Dirty Dishes


Background: My BF is responsible for cleaning dishes in our household. I do most of the cooking. We eat most meals at home or, if eaten at work, from containers taken from home.

Unintentional model:
C: BF states, “Why are there so many dirty dishes?”
T: BF complains about the dishes a lot!
F: Angry, picked on, demeaned, not good enough
A: Hand wash my breakfast dishes, reuse certain glass cups all week. Try to only use sheet pans or 1 pan for cooking. Feel bad about using dishes. Feel angry that he is restricting me. Realize I don’t want to do the dishes either. Feel like if I don’t want to do the dishes why would he. Think it’s his job. Wonder if our jobs aren’t fairly split (he’s doing more around the house than me). Realize I don’t want to take on more jobs (1) because I’m lazy, (2) b/c I want to have free time, (3)b/c he is a perfectionist and always has criticisms. Wonder if I am creating too many dirty dishes

Intentional model:
C: BF states “Why are there so many dirty dishes?”
T: I create dirty dishes when I create nutritious, tasty meals that fuel our bodies
F: Excited
A: Create delicious meals; don’t focus on how/when the dishes will get done. Use what I need to use.
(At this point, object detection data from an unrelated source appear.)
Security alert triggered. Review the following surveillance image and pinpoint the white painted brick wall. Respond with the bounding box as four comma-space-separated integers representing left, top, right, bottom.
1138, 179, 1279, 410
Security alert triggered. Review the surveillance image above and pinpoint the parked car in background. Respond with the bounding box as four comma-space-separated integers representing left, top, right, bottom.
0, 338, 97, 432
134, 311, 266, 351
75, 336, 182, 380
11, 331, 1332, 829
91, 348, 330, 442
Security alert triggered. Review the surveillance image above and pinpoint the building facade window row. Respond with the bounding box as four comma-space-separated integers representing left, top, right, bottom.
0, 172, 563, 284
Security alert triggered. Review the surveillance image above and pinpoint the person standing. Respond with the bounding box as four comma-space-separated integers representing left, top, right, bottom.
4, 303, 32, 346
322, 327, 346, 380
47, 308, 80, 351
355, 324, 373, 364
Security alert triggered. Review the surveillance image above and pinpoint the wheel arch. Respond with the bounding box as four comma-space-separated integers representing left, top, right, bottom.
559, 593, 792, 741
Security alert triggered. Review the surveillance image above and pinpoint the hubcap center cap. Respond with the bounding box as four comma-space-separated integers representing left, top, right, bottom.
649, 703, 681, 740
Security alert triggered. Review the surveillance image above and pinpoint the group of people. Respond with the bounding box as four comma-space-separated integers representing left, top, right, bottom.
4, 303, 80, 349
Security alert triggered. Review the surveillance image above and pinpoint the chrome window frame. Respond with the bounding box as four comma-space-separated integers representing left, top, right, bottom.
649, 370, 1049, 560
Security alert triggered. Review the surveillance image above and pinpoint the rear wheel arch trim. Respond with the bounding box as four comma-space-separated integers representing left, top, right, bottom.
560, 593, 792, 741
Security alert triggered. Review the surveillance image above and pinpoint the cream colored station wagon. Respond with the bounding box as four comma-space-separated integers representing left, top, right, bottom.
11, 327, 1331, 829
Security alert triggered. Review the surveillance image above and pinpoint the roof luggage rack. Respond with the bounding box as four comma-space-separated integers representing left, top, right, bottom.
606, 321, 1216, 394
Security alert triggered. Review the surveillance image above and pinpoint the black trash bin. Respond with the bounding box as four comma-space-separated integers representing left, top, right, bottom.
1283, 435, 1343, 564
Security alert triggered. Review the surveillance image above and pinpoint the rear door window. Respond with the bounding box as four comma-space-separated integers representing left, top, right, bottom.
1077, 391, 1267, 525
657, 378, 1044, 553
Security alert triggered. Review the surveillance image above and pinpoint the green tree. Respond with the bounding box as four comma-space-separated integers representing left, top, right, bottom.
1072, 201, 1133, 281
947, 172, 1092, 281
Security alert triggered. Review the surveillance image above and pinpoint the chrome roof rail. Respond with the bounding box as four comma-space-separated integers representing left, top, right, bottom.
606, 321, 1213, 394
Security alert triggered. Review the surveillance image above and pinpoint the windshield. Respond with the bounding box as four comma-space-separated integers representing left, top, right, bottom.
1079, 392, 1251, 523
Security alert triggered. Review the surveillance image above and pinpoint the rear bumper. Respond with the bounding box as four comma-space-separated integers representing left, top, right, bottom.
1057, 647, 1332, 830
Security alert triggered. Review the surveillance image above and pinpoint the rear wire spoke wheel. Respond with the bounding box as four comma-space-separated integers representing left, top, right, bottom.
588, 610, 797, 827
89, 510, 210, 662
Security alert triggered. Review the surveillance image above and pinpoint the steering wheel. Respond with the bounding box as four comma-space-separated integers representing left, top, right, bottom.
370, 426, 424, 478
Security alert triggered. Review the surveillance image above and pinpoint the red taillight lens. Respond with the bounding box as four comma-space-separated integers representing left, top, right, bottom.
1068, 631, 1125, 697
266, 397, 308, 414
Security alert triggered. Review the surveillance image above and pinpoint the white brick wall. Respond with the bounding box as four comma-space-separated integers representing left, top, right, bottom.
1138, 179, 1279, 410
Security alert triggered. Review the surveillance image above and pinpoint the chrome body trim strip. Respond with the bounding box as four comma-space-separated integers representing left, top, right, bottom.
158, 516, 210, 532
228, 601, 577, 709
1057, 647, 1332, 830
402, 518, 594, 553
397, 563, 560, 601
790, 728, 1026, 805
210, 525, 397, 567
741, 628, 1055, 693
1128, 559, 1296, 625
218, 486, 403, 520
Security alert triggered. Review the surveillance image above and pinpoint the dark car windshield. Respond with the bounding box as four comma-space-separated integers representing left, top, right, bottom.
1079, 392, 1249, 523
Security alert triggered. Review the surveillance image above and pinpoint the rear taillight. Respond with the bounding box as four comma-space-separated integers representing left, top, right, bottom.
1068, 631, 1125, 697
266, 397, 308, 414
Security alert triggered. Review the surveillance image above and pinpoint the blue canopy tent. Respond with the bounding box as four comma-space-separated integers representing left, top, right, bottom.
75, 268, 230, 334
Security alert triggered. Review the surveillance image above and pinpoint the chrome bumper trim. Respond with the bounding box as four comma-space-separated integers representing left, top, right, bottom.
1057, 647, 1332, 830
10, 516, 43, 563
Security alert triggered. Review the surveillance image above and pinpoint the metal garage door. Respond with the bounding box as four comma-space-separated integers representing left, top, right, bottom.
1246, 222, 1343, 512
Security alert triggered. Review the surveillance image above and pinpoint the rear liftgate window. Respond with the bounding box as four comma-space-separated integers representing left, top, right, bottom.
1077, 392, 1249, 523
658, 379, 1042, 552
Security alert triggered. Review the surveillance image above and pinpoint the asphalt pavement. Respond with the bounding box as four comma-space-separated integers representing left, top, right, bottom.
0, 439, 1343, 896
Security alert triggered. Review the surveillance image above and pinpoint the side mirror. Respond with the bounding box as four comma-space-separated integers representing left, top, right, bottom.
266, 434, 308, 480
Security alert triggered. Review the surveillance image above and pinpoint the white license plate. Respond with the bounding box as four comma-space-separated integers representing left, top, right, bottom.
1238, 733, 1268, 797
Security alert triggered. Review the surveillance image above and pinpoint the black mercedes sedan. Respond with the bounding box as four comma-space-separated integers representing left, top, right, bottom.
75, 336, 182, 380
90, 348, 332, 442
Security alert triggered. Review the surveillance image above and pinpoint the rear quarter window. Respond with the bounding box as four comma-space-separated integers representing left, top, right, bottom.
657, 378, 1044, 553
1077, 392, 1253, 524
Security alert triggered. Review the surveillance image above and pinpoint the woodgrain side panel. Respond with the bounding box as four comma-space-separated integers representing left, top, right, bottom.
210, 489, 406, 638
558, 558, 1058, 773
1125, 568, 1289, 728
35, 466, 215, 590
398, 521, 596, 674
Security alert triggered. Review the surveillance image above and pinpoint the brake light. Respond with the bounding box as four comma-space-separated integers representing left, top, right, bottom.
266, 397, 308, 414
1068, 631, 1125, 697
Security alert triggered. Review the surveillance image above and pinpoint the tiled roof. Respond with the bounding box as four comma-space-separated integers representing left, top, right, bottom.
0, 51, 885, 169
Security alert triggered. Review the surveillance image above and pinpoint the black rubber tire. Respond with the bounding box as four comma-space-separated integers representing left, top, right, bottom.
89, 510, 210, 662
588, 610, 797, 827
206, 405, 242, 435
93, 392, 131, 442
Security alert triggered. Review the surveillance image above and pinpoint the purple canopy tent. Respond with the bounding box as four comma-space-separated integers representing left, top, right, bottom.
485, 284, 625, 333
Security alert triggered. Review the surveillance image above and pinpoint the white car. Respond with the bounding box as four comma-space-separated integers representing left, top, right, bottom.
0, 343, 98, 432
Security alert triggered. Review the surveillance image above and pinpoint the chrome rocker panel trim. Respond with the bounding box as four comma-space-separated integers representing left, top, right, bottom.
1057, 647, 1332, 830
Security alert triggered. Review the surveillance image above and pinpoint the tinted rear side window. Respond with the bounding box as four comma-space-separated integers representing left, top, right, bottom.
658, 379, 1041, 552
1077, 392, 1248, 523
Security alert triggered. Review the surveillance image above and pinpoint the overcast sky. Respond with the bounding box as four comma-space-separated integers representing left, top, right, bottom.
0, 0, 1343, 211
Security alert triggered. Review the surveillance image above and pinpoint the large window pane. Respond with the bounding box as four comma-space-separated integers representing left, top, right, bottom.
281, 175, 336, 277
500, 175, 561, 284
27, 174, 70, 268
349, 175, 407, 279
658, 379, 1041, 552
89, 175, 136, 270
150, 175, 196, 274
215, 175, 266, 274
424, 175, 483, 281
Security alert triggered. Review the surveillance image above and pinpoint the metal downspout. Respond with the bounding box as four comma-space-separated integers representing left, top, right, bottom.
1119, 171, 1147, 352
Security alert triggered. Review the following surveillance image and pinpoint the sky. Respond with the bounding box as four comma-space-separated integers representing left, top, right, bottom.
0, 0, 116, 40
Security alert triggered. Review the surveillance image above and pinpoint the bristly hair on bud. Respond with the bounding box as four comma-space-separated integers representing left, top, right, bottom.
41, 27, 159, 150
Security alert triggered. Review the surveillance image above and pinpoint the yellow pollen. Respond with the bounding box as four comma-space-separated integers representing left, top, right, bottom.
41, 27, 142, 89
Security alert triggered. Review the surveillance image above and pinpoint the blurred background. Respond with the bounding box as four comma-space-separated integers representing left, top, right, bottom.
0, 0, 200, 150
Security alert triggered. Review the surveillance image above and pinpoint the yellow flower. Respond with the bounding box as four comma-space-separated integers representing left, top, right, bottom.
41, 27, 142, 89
If it’s not clean, clean it.
R: I create tasty nutritious food

As I looked at the intentional model, these other things came up for me:
1. Thought; I’m causing this problem – this carries over into the intentional model and is making the intentional model hard to believe. I am new at thought work but this really leaped out as a very common thought for me.
2. The action “if it’s not clean, clean it” in the intentional model is not very believable either – it starts to create all of the other thoughts in the unintentional model again.

How are my models? and what are my next steps?